The Book of Lists London by Nick Rennison

The Book of Lists London by Nick Rennison

Author:Nick Rennison
Language: eng
Format: epub
Tags: General Fiction
Publisher: Canongate Books
Published: 2010-08-20T00:00:00+00:00


13 LONDON DISASTERS

1. The Fatal Vespers, 1623

In the early part of the seventeenth century, the French ambassador’s residence was Hunsdon House, Blackfriars. On the afternoon of 5 November 1623, more than 300 people were gathered in an upper room of the house to take part in a religious service conducted by two Jesuit priests. The floor beams, not designed to support the weight of so many, gave way and large numbers of the congregation were plunged into the room below. Ninety-five people, including the two priests, were killed and dozens more injured. The disaster, which has been variously called ‘the Fatal Vespers’, ‘the Blackfriars Downfall’ and ‘the Doleful Evensong’, was assumed by many Londoners at the time to be the judgement of God on the French Catholics who had offended the Almighty with their idolatrous practices.

2. Execution of Lord Lovat, 1747

The Jacobite Lord Lovat, the last man to be executed by beheading in Britain, faced his death on Tower Hill in 1747. Huge crowds had gathered to see him die and grandstands had been erected to allow spectators a better view of the executioner’s block. One of these stands became so crowded that it collapsed and twenty people were killed. Lovat, waiting to approach the block, witnessed the disaster and appeared to be grimly amused by it. ‘The mair mischief, the mair sport’, he is reported to have said.

3. The London Beer Flood, 1814

On 17 October 1814, in the Horseshoe Brewery in Tottenham Court Road, a huge vat burst its hoops, rupturing other vats, and more than a million litres of beer swept through the brewery walls and into the streets. The sea of beer carried away neighbouring houses and drowned nine people. After the disaster the brewery was brought to court but the judge, deciding that the beer flood qualified as an Act of God, refused to hold it responsible for the deaths. The site of the Horseshoe Brewery is now occupied by the Dominion Theatre.
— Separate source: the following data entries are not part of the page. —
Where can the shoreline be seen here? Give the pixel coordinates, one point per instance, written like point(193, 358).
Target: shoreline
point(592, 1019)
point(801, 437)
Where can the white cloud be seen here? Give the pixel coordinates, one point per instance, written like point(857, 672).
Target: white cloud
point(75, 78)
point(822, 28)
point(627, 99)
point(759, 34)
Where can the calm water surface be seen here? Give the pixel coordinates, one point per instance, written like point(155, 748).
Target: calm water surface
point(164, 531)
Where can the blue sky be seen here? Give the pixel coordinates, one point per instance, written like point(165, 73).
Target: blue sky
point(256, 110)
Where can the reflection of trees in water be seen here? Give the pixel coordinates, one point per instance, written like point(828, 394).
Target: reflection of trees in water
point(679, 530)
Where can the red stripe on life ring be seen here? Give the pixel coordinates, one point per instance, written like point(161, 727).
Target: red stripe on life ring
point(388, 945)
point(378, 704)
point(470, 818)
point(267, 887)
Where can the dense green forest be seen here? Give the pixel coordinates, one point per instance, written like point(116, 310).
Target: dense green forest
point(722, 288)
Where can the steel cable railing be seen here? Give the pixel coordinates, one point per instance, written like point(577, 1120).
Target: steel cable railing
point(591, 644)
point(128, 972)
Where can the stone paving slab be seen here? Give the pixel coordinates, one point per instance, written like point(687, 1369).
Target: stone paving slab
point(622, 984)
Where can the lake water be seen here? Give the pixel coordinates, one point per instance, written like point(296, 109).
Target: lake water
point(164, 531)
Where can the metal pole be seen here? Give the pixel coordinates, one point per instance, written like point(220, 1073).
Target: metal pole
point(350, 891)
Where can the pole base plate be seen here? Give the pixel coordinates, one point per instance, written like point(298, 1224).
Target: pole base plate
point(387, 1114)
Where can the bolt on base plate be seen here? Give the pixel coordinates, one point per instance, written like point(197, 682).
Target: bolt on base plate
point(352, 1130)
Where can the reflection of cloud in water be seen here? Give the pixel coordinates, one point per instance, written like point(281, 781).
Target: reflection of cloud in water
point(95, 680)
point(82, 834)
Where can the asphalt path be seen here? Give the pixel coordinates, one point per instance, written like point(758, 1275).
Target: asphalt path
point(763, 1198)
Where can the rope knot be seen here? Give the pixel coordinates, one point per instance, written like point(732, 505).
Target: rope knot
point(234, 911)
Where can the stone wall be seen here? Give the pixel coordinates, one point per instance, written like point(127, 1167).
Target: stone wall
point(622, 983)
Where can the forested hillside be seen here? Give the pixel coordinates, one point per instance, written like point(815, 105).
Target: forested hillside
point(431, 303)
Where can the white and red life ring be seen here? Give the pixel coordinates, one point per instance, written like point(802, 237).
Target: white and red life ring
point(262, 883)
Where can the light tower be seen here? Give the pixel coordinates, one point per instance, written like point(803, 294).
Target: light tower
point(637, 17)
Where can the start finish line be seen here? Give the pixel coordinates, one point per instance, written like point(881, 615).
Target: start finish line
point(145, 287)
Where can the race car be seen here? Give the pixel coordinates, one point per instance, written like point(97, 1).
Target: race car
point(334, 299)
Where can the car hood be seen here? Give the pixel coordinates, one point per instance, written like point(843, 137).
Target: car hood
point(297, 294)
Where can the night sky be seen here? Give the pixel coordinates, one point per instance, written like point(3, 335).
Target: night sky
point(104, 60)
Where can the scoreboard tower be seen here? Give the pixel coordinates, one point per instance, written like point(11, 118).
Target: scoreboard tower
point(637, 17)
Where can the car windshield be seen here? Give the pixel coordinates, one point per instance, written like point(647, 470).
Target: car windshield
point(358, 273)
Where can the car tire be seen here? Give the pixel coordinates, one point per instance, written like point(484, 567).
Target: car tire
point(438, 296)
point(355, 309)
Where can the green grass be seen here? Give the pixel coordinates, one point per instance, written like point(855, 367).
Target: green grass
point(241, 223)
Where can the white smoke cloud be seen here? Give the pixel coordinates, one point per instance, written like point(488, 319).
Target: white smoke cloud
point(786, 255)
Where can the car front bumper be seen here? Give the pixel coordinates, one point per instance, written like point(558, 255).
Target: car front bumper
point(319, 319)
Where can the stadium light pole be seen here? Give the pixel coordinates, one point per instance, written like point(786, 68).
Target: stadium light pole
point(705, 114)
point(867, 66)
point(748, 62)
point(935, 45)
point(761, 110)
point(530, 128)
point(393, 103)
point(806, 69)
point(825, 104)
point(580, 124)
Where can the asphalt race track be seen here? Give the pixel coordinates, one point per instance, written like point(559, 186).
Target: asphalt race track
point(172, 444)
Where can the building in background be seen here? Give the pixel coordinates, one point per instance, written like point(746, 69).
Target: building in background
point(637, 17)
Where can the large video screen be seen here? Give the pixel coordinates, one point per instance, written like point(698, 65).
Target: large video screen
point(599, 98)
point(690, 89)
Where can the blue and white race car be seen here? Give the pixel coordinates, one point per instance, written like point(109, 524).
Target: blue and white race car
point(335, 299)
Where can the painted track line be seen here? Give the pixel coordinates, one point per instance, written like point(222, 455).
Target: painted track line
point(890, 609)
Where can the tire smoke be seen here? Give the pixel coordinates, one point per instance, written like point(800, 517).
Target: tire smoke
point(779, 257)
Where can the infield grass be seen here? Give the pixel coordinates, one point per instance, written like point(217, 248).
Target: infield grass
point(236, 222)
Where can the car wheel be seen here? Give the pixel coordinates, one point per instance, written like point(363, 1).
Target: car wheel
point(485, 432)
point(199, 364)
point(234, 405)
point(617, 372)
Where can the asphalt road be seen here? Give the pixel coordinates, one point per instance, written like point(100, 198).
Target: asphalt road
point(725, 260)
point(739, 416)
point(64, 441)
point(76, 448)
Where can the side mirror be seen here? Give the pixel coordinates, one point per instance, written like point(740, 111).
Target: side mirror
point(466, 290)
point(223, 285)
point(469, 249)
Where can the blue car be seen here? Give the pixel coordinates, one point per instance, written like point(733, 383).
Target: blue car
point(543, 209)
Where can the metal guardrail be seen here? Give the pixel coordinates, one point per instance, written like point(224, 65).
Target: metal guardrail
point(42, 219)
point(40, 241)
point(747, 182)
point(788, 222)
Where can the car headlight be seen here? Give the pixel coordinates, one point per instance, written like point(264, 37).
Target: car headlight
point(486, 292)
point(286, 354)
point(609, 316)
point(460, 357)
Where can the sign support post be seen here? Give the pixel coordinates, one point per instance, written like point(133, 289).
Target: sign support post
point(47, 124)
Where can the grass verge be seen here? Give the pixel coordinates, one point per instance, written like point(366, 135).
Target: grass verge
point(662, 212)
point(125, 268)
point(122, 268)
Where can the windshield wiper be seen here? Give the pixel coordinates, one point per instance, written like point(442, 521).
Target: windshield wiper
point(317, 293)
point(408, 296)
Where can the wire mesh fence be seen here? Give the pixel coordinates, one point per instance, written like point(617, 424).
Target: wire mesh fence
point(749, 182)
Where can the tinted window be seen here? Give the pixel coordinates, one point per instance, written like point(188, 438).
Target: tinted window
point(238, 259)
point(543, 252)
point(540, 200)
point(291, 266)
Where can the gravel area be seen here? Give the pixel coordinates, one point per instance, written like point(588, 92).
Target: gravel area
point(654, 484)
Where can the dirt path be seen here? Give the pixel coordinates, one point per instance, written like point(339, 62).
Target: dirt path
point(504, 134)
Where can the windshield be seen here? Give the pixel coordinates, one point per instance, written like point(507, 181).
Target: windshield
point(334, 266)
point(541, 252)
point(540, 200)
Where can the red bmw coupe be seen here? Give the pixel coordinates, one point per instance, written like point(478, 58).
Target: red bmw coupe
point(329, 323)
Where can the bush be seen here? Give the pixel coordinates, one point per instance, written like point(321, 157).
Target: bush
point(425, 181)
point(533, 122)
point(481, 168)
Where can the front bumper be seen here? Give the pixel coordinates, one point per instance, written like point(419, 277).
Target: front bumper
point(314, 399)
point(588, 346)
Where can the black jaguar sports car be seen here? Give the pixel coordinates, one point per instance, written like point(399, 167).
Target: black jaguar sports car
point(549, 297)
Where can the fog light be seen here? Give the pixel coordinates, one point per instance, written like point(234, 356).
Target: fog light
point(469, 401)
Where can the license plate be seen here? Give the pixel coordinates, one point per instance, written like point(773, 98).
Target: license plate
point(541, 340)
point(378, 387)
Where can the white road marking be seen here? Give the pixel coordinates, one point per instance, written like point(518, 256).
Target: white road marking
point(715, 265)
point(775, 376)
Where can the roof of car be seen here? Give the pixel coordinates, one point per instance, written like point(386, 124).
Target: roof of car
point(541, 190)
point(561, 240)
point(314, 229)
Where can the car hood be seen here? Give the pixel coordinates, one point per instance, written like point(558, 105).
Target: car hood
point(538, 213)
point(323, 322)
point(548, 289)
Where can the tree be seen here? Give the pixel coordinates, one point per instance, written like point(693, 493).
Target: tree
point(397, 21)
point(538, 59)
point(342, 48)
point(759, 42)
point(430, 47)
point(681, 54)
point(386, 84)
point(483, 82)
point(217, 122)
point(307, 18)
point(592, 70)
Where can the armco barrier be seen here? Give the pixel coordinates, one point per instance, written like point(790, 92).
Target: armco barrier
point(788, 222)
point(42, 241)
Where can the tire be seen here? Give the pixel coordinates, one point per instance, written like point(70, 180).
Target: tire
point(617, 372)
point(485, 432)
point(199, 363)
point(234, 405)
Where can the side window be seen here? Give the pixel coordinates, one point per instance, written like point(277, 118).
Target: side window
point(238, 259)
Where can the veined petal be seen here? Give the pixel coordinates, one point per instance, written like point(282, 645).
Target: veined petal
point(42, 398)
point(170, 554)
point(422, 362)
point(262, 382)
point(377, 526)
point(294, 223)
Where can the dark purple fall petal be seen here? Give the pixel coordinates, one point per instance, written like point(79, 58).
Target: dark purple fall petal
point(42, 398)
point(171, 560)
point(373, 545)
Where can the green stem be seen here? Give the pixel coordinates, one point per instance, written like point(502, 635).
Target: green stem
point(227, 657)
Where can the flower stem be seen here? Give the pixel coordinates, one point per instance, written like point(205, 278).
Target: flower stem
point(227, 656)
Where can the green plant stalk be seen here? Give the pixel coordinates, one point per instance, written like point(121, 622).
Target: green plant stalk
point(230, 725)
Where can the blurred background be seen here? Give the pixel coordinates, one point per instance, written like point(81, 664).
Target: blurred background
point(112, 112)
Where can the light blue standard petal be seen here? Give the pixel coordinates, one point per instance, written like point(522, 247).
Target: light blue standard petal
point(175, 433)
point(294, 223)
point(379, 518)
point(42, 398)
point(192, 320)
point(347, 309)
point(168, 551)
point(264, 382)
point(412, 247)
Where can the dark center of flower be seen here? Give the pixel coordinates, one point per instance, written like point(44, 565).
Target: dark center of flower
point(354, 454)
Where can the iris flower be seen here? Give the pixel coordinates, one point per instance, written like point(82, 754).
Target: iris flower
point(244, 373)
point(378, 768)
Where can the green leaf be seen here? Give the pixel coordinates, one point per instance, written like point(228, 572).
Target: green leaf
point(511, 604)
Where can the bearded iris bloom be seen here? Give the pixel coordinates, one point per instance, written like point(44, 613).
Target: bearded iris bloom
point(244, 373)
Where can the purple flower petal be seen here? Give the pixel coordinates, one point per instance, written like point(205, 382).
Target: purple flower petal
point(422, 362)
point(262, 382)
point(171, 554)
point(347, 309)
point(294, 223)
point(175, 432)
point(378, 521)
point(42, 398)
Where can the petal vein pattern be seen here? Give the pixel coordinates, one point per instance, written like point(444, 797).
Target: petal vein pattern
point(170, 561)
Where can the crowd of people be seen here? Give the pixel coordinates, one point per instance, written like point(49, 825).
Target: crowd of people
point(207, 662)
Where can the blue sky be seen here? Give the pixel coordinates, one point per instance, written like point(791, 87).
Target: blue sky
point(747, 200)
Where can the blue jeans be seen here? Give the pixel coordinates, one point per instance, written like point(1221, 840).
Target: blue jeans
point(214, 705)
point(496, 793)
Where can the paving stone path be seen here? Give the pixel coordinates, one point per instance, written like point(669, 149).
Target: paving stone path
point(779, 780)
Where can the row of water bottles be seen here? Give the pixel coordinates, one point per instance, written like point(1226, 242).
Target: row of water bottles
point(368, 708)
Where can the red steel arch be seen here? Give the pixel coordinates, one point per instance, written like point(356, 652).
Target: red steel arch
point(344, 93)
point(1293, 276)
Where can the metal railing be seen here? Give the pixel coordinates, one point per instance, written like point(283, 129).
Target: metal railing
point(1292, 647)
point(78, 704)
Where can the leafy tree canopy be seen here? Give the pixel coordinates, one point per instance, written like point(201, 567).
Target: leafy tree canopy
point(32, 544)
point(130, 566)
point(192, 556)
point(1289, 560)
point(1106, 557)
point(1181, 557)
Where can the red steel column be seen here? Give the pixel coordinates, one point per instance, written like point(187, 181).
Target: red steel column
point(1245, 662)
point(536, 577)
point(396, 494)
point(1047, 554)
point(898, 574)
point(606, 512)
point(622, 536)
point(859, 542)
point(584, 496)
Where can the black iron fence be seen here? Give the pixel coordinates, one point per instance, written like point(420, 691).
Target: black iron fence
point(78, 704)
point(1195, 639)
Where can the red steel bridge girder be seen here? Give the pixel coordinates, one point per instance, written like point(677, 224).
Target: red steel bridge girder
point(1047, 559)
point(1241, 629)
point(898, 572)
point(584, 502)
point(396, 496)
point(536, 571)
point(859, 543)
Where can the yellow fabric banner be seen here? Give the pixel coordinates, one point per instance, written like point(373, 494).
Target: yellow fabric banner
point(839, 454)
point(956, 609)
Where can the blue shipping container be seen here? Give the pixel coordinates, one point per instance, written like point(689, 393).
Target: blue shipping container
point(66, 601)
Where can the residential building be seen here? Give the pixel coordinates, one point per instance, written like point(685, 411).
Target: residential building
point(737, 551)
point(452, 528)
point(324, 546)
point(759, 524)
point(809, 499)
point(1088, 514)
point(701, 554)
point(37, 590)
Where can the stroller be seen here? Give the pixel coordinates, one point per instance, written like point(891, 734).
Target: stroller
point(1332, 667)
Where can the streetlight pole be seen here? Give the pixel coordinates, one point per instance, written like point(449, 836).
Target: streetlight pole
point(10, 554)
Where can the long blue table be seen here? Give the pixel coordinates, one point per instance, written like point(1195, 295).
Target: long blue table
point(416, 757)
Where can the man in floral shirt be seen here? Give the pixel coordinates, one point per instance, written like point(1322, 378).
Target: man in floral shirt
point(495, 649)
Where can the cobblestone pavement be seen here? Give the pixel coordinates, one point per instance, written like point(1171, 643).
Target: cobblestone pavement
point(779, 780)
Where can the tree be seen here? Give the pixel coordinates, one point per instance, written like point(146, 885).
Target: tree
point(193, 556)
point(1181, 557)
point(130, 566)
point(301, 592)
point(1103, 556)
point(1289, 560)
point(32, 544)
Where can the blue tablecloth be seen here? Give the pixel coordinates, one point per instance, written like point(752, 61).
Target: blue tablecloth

4. The Sinking of the Princess Alice, 1878

On the evening of 3 September 1878 the pleasure steamer the Princess Alice was returning from a day-trip down the Thames with more than 700 passengers aboard. Near Woolwich, a collier called the Bywell Castle approached the pleasure boat and the captain of the Princess Alice made a tragic mistake in manoeuvring his ship. He ran directly across the path of the collier. The Princess Alice was almost cut in two and sank in less than five minutes. More than 640 people drowned in what was the worst ever river disaster in Britain.

5. Hebrew Dramatic Club, 1887

In March 1886 the Hebrew Dramatic Club, the first purpose-built Yiddish theatre in London, was opened in Princes Street (now Princelet Street), off Brick Lane. Less than a year later, disaster struck the theatre. During a performance of an operetta called The Gypsy Princess on 18 January 1887, a fire was mistakenly believed to have broken out. As the audience panicked and stampeded for the exits, seventeen people were crushed to death.